Di sak na pou di

Du Mali à Mayotte « Chassez le naturel, il revient au galop ! »

Témoignages.re / 12 avril 2012

Le Mali, mal à l’aise dans ses frontières artificielles héritées du découpage colonial, au mépris de ses réalités culturelles, se retrouve aujourd’hui quasiment envahi par des extrémistes, prêts à installer de nouvelles coupures bafouant son patrimoine.
A Mayotte, la stratégie, contestée internationalement, de séparer notre voisine de son archipel comorien, et relégitimée par sa récente départementalisation, entraîne aujourd’hui de graves disfonctionnements humains, bien analysés par les deux président(e)s des Conseils Généraux de Mayotte et de La Réunion à l’occasion de la visite d’un candidat à l’élection présidentielle. Ils ont constaté courageusement que la posture isolationniste ne pouvait durer. Le pouvoir, héritier de cette histoire, fait malheureusement payer aux Comoriens et aux contribuables français le coût de l’immigration clandestine secrétée par son propre héritage post colonial (25 000 reconductions par an représentant un budget de 50 millions, sans compter les morts…). Il fait payer aussi aux Mahorais le prix de leur confiance aux promesses de la départementalisation, dont ils ne découvriront tous les bienfaits supposés que dans 25 ans ! Français à part entière, qui peut donc les empêcher de venir s’implanter à La Réunion pour toucher 475 euros de RSA alors qu’il se situe chez eux entre 30 et 105 euros.

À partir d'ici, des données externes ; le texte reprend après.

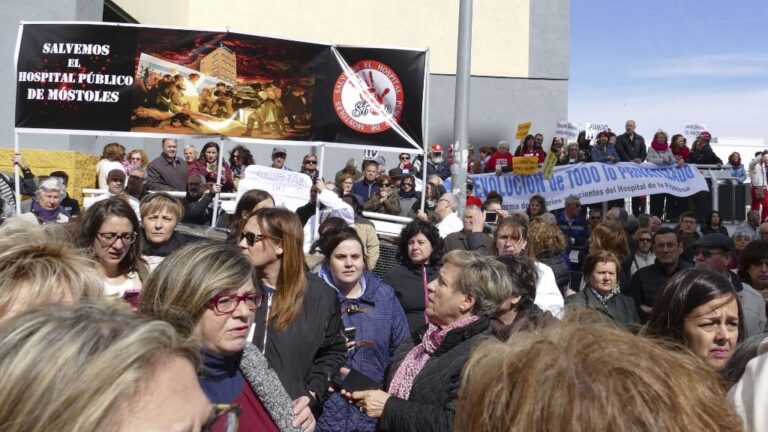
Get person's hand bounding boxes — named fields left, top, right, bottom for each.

Dégâts humains provoqués par ce nomadisme, cet éloignement de leur territoire de vie et de leurs relations, privant en même temps leur « pays » de leurs énergies pour son développement.

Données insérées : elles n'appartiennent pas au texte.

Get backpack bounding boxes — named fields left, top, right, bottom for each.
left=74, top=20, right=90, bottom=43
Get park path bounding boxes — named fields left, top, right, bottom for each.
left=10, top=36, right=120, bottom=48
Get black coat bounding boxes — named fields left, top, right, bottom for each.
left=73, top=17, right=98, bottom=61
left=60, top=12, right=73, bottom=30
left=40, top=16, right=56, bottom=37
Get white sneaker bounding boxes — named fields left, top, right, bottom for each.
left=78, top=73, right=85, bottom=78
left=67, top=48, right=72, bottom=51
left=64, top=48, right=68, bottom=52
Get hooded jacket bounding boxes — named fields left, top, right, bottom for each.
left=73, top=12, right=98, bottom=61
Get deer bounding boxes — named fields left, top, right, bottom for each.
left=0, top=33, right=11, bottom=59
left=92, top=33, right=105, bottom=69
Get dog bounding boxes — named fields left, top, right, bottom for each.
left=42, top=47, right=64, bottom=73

Comment des technocrates gouvernementaux ont-ils pu ignorer les dégâts collatéraux d’un traitement différentiel dans deux territoires français situés à deux heures d’avion ! Sauf à nous jouer un mauvais tour !
Cette réalité vécue aujourd’hui est le résultat d’une longue histoire des stratégies politiques et économiques construisant de par le monde des murs de la Honte et de perpétuelles lignes Maginot, réduisant ou interdisant la libre circulation.

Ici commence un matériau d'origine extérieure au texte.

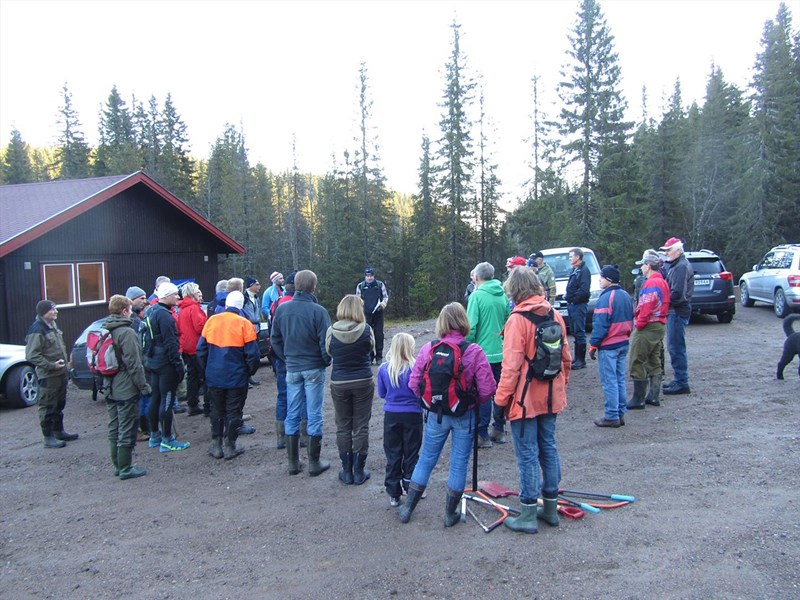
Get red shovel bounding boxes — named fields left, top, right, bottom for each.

Les conquérants, les militaires, les douaniers, puis les policiers ont réussi à faire triompher la frontière-obstacle sur la frontière-contact (à l’extérieur comme à l’intérieur).
La Belgique souffrira encore longtemps de sa création artificielle, et on va même jusqu’à ré-imaginer des guérites aux postes frontières dans l’espace « Schengen » ! (sans parler des charcutages de circonscriptions électorales…).
Oui, Madame Nassimah Dindar a raison d’affirmer qu’ « aider Mayotte c’est aider La Réunion » ne pouvant renier notre géographie et notre propre histoire.
L’Association pour la Démocratie Locale à La Réunion et dans l’Océan Indien (ADELROI) souhaite, à côté de la COI, la création d’une « Commission citoyenne alternative et intelligente de l’Océan Indien ». C’est à un tel niveau que nous pourrons avancer dans une logique de démocratie et de projet partagé à négocier avec l’Etat, bien au-delà de la logique formelle de compétence institutionnelle et bureaucratique, qui préside encore aux rapports entre les départements d’outre-mer et la mère patrie.
A l’heure de « l’Europe des Régions » revendiquons ensemble que notre région, l’Océan Indien, n’est pas ultra périphérique mais ultra-proche.
On ne peut pas dire que les candidats visiteurs aient été très transparents sur cette question de fond.